Non que du ciel en eux la sagesse immortelle
D’un rayon prophétique ait mis quelque étincelle :
L’instinct seul les éclaire ; et lorsque ces vapeurs
D’où naissent tour à tour le froid et les chaleurs,
Ou des vents inconstants lorsque l’humide haleine
Change pour nous des cieux l’influence incertaine,
Les êtres animés changent avec le temps :
Ainsi, muet l’hiver, l’oiseau chante au printemps.
Ainsi l’agneau bondit sur le naissant herbage,
Et même le corbeau pousse un cri moins sauvage.
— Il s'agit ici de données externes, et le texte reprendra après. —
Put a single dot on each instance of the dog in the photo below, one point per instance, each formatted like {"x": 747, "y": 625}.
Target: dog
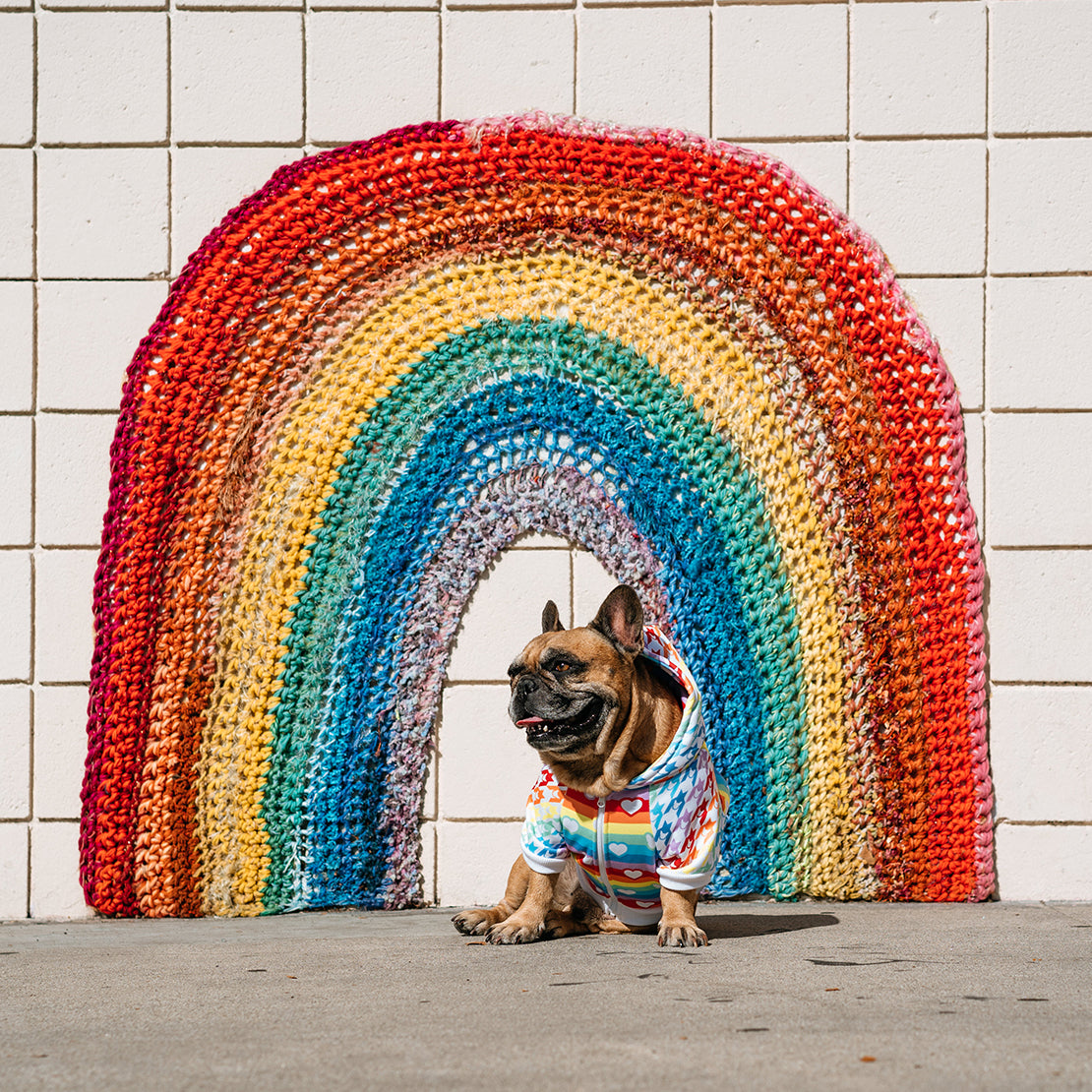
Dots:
{"x": 624, "y": 824}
Mais, malgré ces leçons, crains-tu d’être séduit
Par le perfide éclat d’une brillante nuit ?
Du soleil, de sa sœur, observe la carrière.
Quand la jeune Phébé rassemble sa lumière,
Si son croissant terni s’émousse dans les airs,
La pluie alors menace et la terre et les mers.
Du fard de la pudeur peint-elle son visage ?
Des vents prêts à gronder c’est le plus sûr présage.
Le quatrième jour (cet augure est certain),
Si son arc est brillant, si son front est serein,
Durant le mois entier que ce beau jour amène,
Le ciel sera sans eau, l’aquilon sans haleine,
L’océan sans tempête ; et les nochers heureux
Bientôt sur le rivage acquitteront leurs vœux.